V. TEMYİZ İNCELEMESİ

1. Uyuşmazlık ve Hukuki Nitelendirme

Uyuşmazlık, tasfiye memurunun sorumluluğuna dayalı açılan tazminat davasında, davacıların aktif husumet ehliyetlerinin olup olmadıkları noktasında toplanmaktadır.

2. İlgili Hukuk

1.6100 sayılı Hukuk Muhakemeleri Kanunu’nun (6100 sayılı Kanun) 370 inci maddesinin ikinci fıkrası.

2.6102 sayılı Kanun'un 553 ve 556 ncı maddeleri.

3. Değerlendirme

1.İlk Derece Mahkemesince verilen karara yönelik olarak yapılan istinaf başvurusu üzerine 6100 sayılı Kanun'un 355 vd. maddeleri kapsamında yöntemince yapılan inceleme sonucunda Bölge Adliye Mahkemesince esastan verilen nihai kararda, dosya kapsamına göre saptanan somut uyuşmazlık bakımından uygulanması gereken hukuk kurallarına aykırı bir yön olmadığı gibi aynı Kanun'un 369 uncu maddesinin birinci fıkrası ve 371 inci maddelerinin uygulanmasını gerektirici nedenlerin de bulunmamasına göre davalılar vekilinin tüm, davacılar vekilinin aşağıdaki bendin kapsamı dışında kalan temyiz itirazları yerinde görülmemiştir.

2.Dava, tasfiye memurunun sorumluluğuna dayalı tazminat istemine ilişkin olup İlk Derece Mahkemesince davacılar iddialarının ispatlanamadığı gerekçesiyle davanın reddine dair verilen karar, taraf vekilleri tarafından istinaf edilmesi üzerine Bölge Adliye Mahkemesince kaldırılarak davacıların aktif husumetleri olmadığı gerekçesiyle davanın usulden reddine karar verilmiştir.

6102 sayılı Kanun'un 553 üncü maddesinde kurucuların, yönetim kurulu üyelerinin, yöneticiler ve tasfiye memurlarının, kanundan ve esas sözleşmeden doğan yükümlülüklerini kusurlarıyla ihlal ettikleri takdirde, hem şirkete hem pay sahiplerine hem de şirket alacaklılarına karşı verdikleri zarardan sorumlu oldukları, aynı Kanun'un 556 ncı maddesinde ise zarara uğrayan şirketin iflası halinde alacaklıların dava hakkı ve bu hakkın ne şekilde kullanılacağı düzenlenmiştir. 6102 sayılı Kanun'un 553 üncü maddesinde yer verilen alacaklılara karşı sorumluluk, alacaklıların doğrudan zararlarına ilişkin olup aynı Kanun'un 556 ncı maddesinde düzenlenen dava hakkında ise tazminatın şirkete ödenmesi talep edilebileceğinden alacaklıların dolaylı zararlarının giderilmesine ilişkindir.

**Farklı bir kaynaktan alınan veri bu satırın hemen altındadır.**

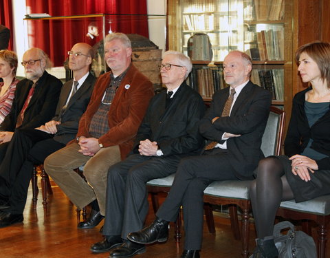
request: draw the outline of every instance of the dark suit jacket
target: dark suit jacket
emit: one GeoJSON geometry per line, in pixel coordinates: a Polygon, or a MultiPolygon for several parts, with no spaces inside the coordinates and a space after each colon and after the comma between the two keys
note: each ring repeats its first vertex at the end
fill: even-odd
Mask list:
{"type": "MultiPolygon", "coordinates": [[[[311,148],[330,156],[330,110],[318,119],[311,127],[305,111],[306,92],[309,87],[296,94],[293,99],[292,112],[284,143],[285,155],[291,157],[300,154],[313,140],[311,148]]],[[[316,160],[319,169],[330,169],[330,158],[316,160]]]]}
{"type": "Polygon", "coordinates": [[[199,123],[205,113],[201,96],[184,82],[173,96],[170,105],[165,108],[166,91],[151,100],[135,142],[138,152],[140,140],[156,141],[164,155],[184,157],[197,154],[204,138],[199,133],[199,123]]]}
{"type": "Polygon", "coordinates": [[[54,140],[66,144],[75,138],[78,132],[79,120],[86,111],[96,80],[96,78],[89,73],[84,83],[69,100],[67,108],[63,111],[63,107],[72,89],[74,80],[65,83],[60,91],[55,116],[52,119],[60,121],[60,124],[56,125],[57,133],[54,136],[54,140]]]}
{"type": "MultiPolygon", "coordinates": [[[[32,85],[33,82],[26,78],[17,83],[12,109],[0,125],[0,131],[15,130],[17,118],[32,85]]],[[[45,71],[37,81],[34,93],[25,109],[24,119],[19,128],[33,129],[49,122],[54,115],[61,87],[60,80],[45,71]]]]}
{"type": "MultiPolygon", "coordinates": [[[[110,73],[99,76],[95,83],[89,104],[79,121],[77,136],[91,137],[91,121],[110,83],[110,73]]],[[[151,82],[131,64],[108,112],[110,129],[98,139],[104,147],[119,145],[122,159],[132,149],[134,138],[153,92],[151,82]]]]}
{"type": "Polygon", "coordinates": [[[0,50],[6,50],[8,47],[10,39],[10,31],[7,27],[0,24],[0,50]]]}
{"type": "MultiPolygon", "coordinates": [[[[272,96],[270,92],[249,81],[237,97],[230,116],[221,118],[229,96],[229,87],[214,94],[209,110],[201,121],[200,132],[207,139],[223,143],[223,133],[241,134],[227,140],[229,162],[235,175],[252,179],[253,171],[264,157],[261,138],[268,118],[272,96]],[[212,119],[219,116],[213,124],[212,119]]],[[[221,164],[219,164],[221,166],[221,164]]]]}

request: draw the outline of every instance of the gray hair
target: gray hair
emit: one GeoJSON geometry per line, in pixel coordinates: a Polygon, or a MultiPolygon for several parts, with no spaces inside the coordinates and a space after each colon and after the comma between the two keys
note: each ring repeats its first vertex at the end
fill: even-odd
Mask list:
{"type": "Polygon", "coordinates": [[[120,32],[114,32],[108,34],[104,39],[104,44],[107,42],[110,42],[114,39],[119,39],[126,47],[132,47],[132,44],[131,43],[131,40],[129,37],[124,33],[120,32]]]}
{"type": "Polygon", "coordinates": [[[182,65],[183,67],[186,67],[187,71],[186,72],[186,75],[184,76],[184,78],[186,79],[192,69],[192,64],[191,63],[190,58],[186,56],[184,54],[177,51],[173,51],[168,50],[165,52],[163,54],[163,58],[169,55],[173,54],[175,56],[175,60],[177,61],[179,65],[182,65]]]}
{"type": "Polygon", "coordinates": [[[48,55],[46,53],[45,53],[45,52],[43,50],[41,50],[40,48],[38,48],[38,47],[32,47],[29,50],[32,50],[36,51],[39,58],[45,60],[45,69],[52,68],[53,67],[53,62],[52,62],[48,55]]]}

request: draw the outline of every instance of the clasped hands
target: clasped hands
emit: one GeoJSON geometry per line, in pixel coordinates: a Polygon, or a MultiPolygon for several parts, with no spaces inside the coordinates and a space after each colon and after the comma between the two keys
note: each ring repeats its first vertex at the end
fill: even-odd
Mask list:
{"type": "MultiPolygon", "coordinates": [[[[214,123],[214,122],[219,118],[219,116],[216,116],[215,118],[214,118],[212,120],[211,120],[211,122],[212,124],[214,123]]],[[[222,138],[223,139],[228,139],[228,138],[230,138],[232,137],[239,137],[241,136],[241,134],[234,134],[234,133],[223,133],[223,135],[222,136],[222,138]]]]}
{"type": "Polygon", "coordinates": [[[298,175],[302,180],[308,182],[311,180],[309,172],[314,173],[318,166],[314,160],[302,155],[294,155],[289,158],[292,161],[292,171],[294,175],[298,175]]]}
{"type": "Polygon", "coordinates": [[[140,141],[140,155],[144,156],[154,156],[156,155],[157,149],[158,145],[156,142],[151,142],[148,139],[140,141]]]}
{"type": "Polygon", "coordinates": [[[47,122],[45,125],[41,125],[39,127],[35,128],[37,130],[43,131],[47,133],[55,134],[57,133],[57,125],[60,125],[60,122],[52,120],[47,122]]]}
{"type": "Polygon", "coordinates": [[[98,145],[98,140],[93,137],[80,136],[78,144],[80,147],[78,151],[85,156],[94,156],[101,149],[98,145]]]}

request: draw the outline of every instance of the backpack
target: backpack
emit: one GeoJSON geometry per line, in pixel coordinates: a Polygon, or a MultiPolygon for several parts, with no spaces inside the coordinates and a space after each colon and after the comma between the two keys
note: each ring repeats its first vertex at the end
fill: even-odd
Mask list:
{"type": "Polygon", "coordinates": [[[294,230],[289,222],[282,222],[274,227],[274,239],[278,250],[278,258],[316,258],[316,247],[311,236],[302,231],[294,230]],[[283,229],[289,228],[287,235],[283,229]]]}

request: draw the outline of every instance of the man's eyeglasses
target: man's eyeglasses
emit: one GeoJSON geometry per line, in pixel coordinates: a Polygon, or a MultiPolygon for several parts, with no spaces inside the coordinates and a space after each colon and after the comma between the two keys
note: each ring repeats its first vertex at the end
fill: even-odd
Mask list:
{"type": "Polygon", "coordinates": [[[178,67],[183,67],[182,65],[173,65],[173,64],[171,64],[171,63],[166,63],[165,65],[158,65],[158,67],[160,67],[160,70],[161,70],[162,68],[165,68],[165,69],[166,71],[168,71],[170,69],[170,67],[172,65],[173,66],[177,66],[178,67]]]}
{"type": "Polygon", "coordinates": [[[25,66],[27,63],[28,63],[29,65],[33,65],[36,61],[40,61],[41,60],[41,59],[36,59],[36,60],[31,60],[30,61],[23,61],[22,63],[21,63],[21,64],[23,66],[25,66]]]}
{"type": "Polygon", "coordinates": [[[67,54],[69,56],[72,56],[74,55],[74,56],[77,57],[77,56],[87,56],[87,57],[90,57],[89,56],[87,56],[86,54],[83,54],[82,52],[76,52],[76,53],[74,53],[73,51],[68,51],[67,52],[67,54]]]}

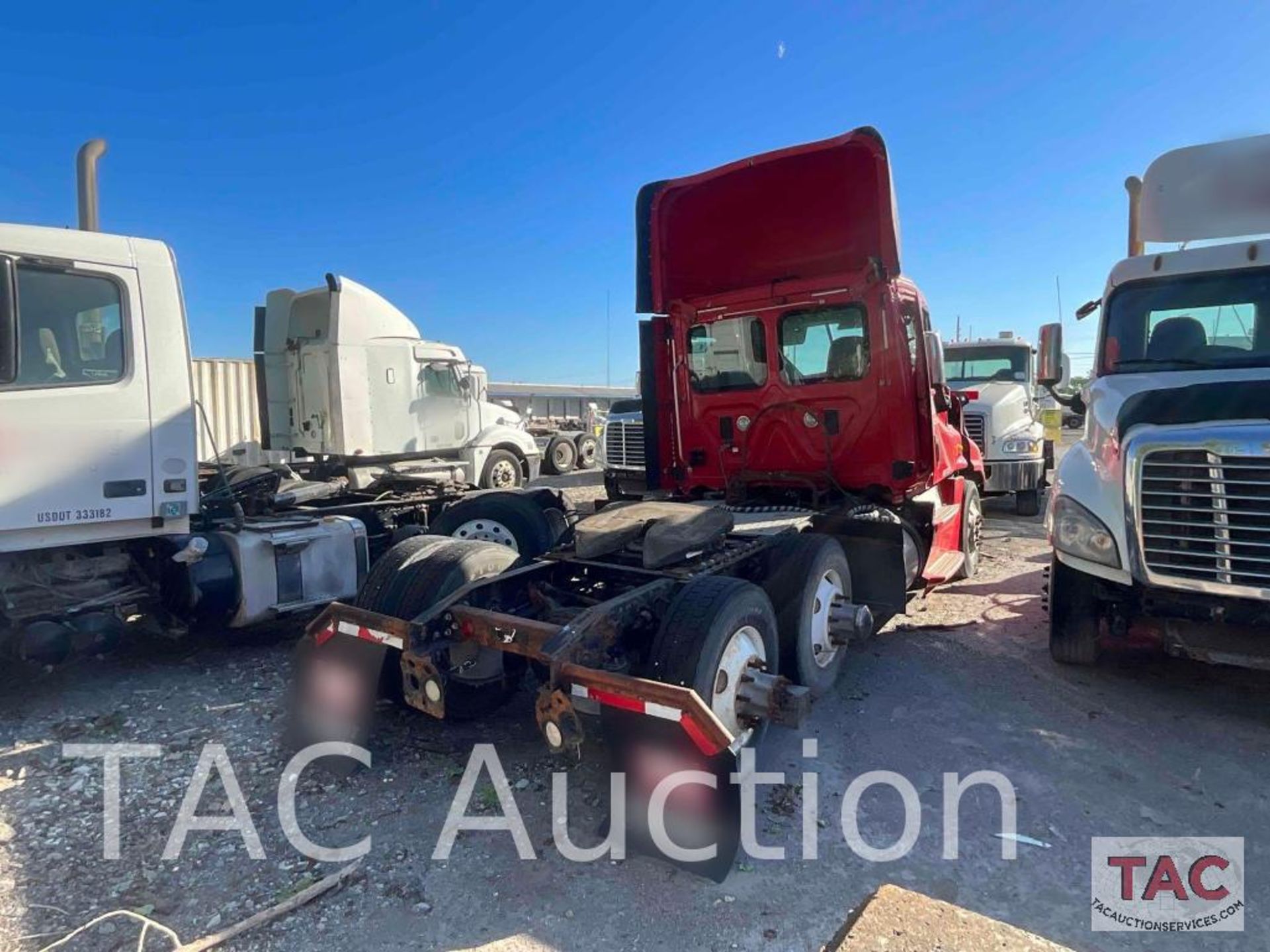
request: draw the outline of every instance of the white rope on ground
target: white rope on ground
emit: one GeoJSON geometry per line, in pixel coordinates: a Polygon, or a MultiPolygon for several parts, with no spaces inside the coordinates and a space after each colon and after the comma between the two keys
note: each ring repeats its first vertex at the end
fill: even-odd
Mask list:
{"type": "MultiPolygon", "coordinates": [[[[95,919],[84,923],[74,932],[57,939],[57,942],[53,942],[50,946],[44,946],[43,948],[39,949],[39,952],[52,952],[52,949],[61,948],[80,933],[84,933],[88,929],[91,929],[94,925],[103,923],[107,919],[116,915],[123,915],[141,923],[141,935],[137,938],[137,952],[145,952],[146,937],[150,934],[150,929],[156,929],[159,933],[163,934],[165,939],[171,942],[174,952],[203,952],[204,949],[220,946],[222,942],[227,942],[235,935],[241,935],[248,929],[254,929],[258,925],[264,925],[268,922],[272,922],[282,915],[286,915],[287,913],[298,909],[306,902],[311,902],[324,892],[329,892],[337,886],[342,886],[344,882],[352,878],[353,873],[357,872],[361,864],[362,861],[357,859],[345,866],[343,869],[333,872],[330,876],[319,880],[312,886],[301,890],[290,899],[284,899],[277,905],[272,905],[268,909],[257,913],[255,915],[248,916],[240,923],[235,923],[234,925],[230,925],[226,929],[221,929],[220,932],[212,933],[211,935],[203,935],[202,938],[194,939],[193,942],[182,942],[180,937],[173,929],[168,928],[160,922],[151,919],[147,915],[142,915],[141,913],[135,913],[131,909],[113,909],[109,913],[103,913],[95,919]]],[[[48,934],[48,933],[41,933],[41,934],[48,934]]]]}
{"type": "Polygon", "coordinates": [[[57,939],[57,942],[44,946],[42,949],[39,949],[39,952],[50,952],[50,949],[61,948],[80,933],[88,932],[94,925],[104,923],[107,919],[112,919],[117,915],[127,916],[128,919],[136,919],[137,922],[141,923],[141,935],[137,937],[137,952],[145,952],[146,935],[150,933],[151,928],[157,929],[160,933],[163,933],[164,938],[171,942],[173,948],[180,948],[183,944],[180,941],[180,935],[178,935],[175,932],[169,929],[163,923],[156,922],[147,915],[141,915],[141,913],[133,913],[131,909],[112,909],[109,913],[102,913],[102,915],[97,916],[95,919],[90,919],[89,922],[76,928],[74,932],[62,935],[62,938],[57,939]]]}

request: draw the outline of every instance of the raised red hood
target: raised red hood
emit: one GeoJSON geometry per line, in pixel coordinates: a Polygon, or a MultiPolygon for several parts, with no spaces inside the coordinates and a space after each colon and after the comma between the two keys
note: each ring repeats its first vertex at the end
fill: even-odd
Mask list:
{"type": "Polygon", "coordinates": [[[636,202],[636,310],[857,273],[899,273],[899,220],[886,146],[862,127],[654,182],[636,202]]]}

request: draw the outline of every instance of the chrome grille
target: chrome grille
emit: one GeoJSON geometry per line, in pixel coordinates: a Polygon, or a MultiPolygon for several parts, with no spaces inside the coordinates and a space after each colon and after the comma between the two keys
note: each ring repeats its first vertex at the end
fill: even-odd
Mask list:
{"type": "Polygon", "coordinates": [[[644,468],[644,423],[610,420],[605,426],[605,466],[616,470],[644,468]]]}
{"type": "Polygon", "coordinates": [[[980,453],[987,452],[983,446],[983,414],[965,415],[965,434],[978,444],[980,453]]]}
{"type": "Polygon", "coordinates": [[[1270,457],[1148,452],[1138,495],[1152,572],[1270,588],[1270,457]]]}

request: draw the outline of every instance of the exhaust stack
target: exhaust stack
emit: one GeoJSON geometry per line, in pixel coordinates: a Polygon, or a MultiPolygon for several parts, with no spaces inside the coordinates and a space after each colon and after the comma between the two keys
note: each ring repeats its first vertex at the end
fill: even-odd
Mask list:
{"type": "Polygon", "coordinates": [[[1147,250],[1147,244],[1142,240],[1139,225],[1142,212],[1142,179],[1130,175],[1124,180],[1124,190],[1129,193],[1129,256],[1137,258],[1147,250]]]}
{"type": "Polygon", "coordinates": [[[97,216],[97,160],[105,155],[105,140],[90,138],[75,156],[75,183],[79,188],[80,231],[100,231],[97,216]]]}

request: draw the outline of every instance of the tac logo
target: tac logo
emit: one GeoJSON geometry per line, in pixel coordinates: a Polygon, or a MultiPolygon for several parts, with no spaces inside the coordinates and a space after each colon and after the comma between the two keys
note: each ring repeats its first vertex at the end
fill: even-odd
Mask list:
{"type": "Polygon", "coordinates": [[[1242,836],[1095,836],[1095,932],[1243,932],[1242,836]]]}

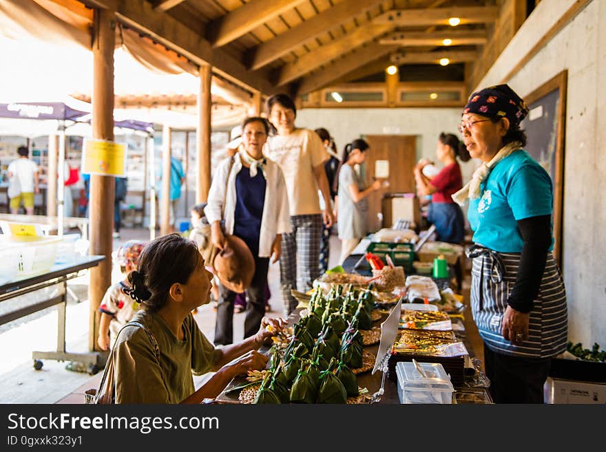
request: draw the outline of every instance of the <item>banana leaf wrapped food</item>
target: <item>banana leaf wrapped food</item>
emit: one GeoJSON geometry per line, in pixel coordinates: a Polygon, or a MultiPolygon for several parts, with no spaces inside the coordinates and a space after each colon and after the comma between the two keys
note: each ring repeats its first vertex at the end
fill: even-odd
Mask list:
{"type": "Polygon", "coordinates": [[[267,374],[263,378],[261,387],[255,396],[253,403],[280,403],[280,398],[269,388],[269,382],[271,380],[271,374],[267,374]]]}
{"type": "Polygon", "coordinates": [[[345,329],[347,327],[347,325],[345,323],[345,320],[344,320],[343,317],[338,312],[333,312],[328,316],[326,323],[333,327],[335,333],[339,337],[343,335],[345,329]]]}
{"type": "Polygon", "coordinates": [[[333,358],[328,368],[320,374],[320,390],[317,392],[318,403],[346,403],[347,391],[341,380],[333,373],[337,365],[333,358]]]}
{"type": "MultiPolygon", "coordinates": [[[[325,325],[322,330],[322,337],[324,342],[328,344],[328,347],[333,349],[333,354],[338,354],[339,350],[341,348],[341,341],[333,327],[328,324],[325,325]]],[[[326,356],[327,355],[324,356],[326,356]]]]}
{"type": "Polygon", "coordinates": [[[307,368],[299,369],[297,378],[291,388],[291,402],[293,403],[315,403],[317,398],[316,385],[311,380],[307,368]]]}
{"type": "Polygon", "coordinates": [[[357,305],[354,317],[357,319],[360,330],[371,330],[373,328],[373,319],[370,313],[366,310],[364,301],[360,301],[357,305]]]}
{"type": "Polygon", "coordinates": [[[315,347],[313,347],[313,350],[311,352],[311,361],[317,365],[320,371],[326,370],[328,368],[328,363],[333,356],[333,349],[328,347],[325,342],[316,343],[315,347]],[[330,354],[328,359],[324,358],[322,352],[330,354]]]}
{"type": "Polygon", "coordinates": [[[362,367],[362,347],[352,339],[348,339],[341,346],[341,361],[352,369],[362,367]]]}
{"type": "Polygon", "coordinates": [[[310,312],[305,318],[307,319],[306,323],[307,332],[313,340],[313,338],[317,337],[317,335],[322,332],[322,319],[313,312],[310,312]]]}
{"type": "Polygon", "coordinates": [[[337,372],[335,372],[335,375],[343,383],[348,397],[355,397],[359,394],[357,378],[343,361],[339,361],[339,365],[337,366],[337,372]]]}
{"type": "Polygon", "coordinates": [[[286,361],[286,363],[284,365],[284,367],[282,367],[282,372],[284,372],[284,378],[286,378],[287,383],[293,381],[293,380],[297,377],[297,373],[301,368],[301,358],[309,354],[309,352],[307,351],[307,349],[303,344],[299,344],[295,348],[294,351],[289,358],[289,360],[286,361]]]}

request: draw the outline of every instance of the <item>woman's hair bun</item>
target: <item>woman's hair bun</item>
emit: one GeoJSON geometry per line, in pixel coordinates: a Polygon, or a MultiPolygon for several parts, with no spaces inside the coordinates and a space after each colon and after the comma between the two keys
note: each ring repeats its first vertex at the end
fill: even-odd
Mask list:
{"type": "Polygon", "coordinates": [[[128,282],[130,283],[130,288],[123,288],[123,292],[135,301],[141,303],[152,297],[152,292],[145,287],[145,275],[143,273],[137,270],[131,272],[128,275],[128,282]]]}

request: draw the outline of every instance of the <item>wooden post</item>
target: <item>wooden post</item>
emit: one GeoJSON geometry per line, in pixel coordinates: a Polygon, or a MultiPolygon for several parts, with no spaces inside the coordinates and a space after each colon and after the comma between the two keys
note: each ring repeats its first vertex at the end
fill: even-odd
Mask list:
{"type": "Polygon", "coordinates": [[[385,73],[385,83],[387,85],[387,106],[395,107],[397,99],[397,87],[400,83],[400,72],[391,74],[385,73]]]}
{"type": "MultiPolygon", "coordinates": [[[[162,185],[160,195],[160,235],[172,232],[170,224],[171,129],[166,124],[162,128],[162,185]]],[[[176,215],[176,213],[175,213],[176,215]]]]}
{"type": "MultiPolygon", "coordinates": [[[[92,136],[114,140],[114,13],[96,9],[93,53],[92,136]]],[[[112,284],[112,226],[114,224],[114,177],[90,176],[90,252],[105,259],[90,270],[88,299],[90,302],[88,345],[98,350],[99,303],[112,284]]]]}
{"type": "Polygon", "coordinates": [[[188,217],[188,212],[189,211],[189,184],[187,183],[187,180],[189,177],[187,177],[187,174],[189,173],[189,132],[188,131],[185,131],[185,156],[183,158],[183,173],[185,175],[185,212],[184,215],[186,217],[188,217]]]}
{"type": "Polygon", "coordinates": [[[211,188],[211,77],[210,65],[200,67],[200,93],[198,96],[198,146],[197,182],[196,202],[206,202],[211,188]]]}
{"type": "Polygon", "coordinates": [[[48,136],[48,165],[46,173],[46,215],[56,217],[57,157],[59,136],[48,136]]]}
{"type": "Polygon", "coordinates": [[[251,116],[260,116],[263,113],[263,104],[261,102],[261,93],[258,91],[253,92],[253,102],[249,114],[251,116]]]}

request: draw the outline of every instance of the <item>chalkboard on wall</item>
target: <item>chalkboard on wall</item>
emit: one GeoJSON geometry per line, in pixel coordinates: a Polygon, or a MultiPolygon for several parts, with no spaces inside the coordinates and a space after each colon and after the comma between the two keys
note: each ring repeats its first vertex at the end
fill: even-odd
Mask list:
{"type": "Polygon", "coordinates": [[[526,151],[549,173],[554,183],[554,255],[561,269],[567,80],[567,71],[562,71],[524,96],[530,111],[521,125],[528,138],[526,151]]]}

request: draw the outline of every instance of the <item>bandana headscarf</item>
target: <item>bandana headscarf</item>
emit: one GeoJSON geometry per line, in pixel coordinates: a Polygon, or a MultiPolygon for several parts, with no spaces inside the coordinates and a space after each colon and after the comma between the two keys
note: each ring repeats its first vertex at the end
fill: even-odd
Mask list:
{"type": "Polygon", "coordinates": [[[497,85],[474,92],[463,114],[474,113],[492,119],[507,118],[512,126],[520,125],[526,115],[526,103],[508,85],[497,85]]]}
{"type": "Polygon", "coordinates": [[[250,166],[250,174],[251,177],[257,175],[257,169],[261,170],[263,176],[267,177],[265,174],[265,158],[262,157],[258,160],[251,157],[249,153],[244,149],[238,151],[240,160],[250,166]]]}

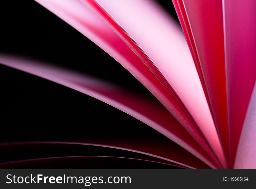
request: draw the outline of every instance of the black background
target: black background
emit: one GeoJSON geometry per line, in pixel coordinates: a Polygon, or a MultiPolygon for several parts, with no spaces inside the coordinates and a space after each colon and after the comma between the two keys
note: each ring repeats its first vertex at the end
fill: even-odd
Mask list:
{"type": "MultiPolygon", "coordinates": [[[[159,1],[177,21],[171,1],[159,1]]],[[[32,57],[79,70],[153,97],[110,56],[33,1],[0,1],[0,52],[32,57]]],[[[1,65],[0,125],[1,142],[106,137],[120,139],[165,139],[151,128],[104,103],[1,65]]],[[[98,151],[98,148],[91,148],[79,155],[92,155],[98,151]]],[[[120,150],[101,150],[105,155],[117,153],[121,156],[128,155],[128,152],[120,150]]],[[[2,155],[4,157],[2,161],[13,156],[2,155]]],[[[19,155],[19,156],[17,159],[33,157],[32,152],[27,157],[19,155]]]]}

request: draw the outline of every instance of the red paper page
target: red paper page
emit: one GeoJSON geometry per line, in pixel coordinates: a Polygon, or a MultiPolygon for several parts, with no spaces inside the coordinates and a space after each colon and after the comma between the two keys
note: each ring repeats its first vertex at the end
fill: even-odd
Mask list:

Anılan hükümler uyarınca alacaklının 6102 sayılı Kanun'un 553 üncü maddesinde düzenlenen sorumluluk davasını açabilmeleri için zararın doğmuş olması gereklidir. Somut olayda davacılar, davalıların yönetiminde olan tasfiye halindeki şirketin avukatları olup haksız azle dayalı zarara uğradıkları sebebi ile davayı tasfiye memurlarına karşı açmışlardır. Ancak tasfiye henüz gerçekleşmediğinden davacıların haksız azil nedeni ile tasfiye halindeki şirkete karşı takip ve dava açmaları mümkün olduğundan, henüz tasfiye memurlarına karşı dava açma zamanı gelmediği gibi dava şartları da oluşmamıştır. Hal böyle olunca zamansız açılan davanın usulden reddine karar verilmesi gerekirken Bölge Adliye Mahkemesince yukarıda yazılı gerekçe ile aktif husumet yokluğu nedeni ile davanın usulden reddine karar verilmiş olması bozmayı gerektirir.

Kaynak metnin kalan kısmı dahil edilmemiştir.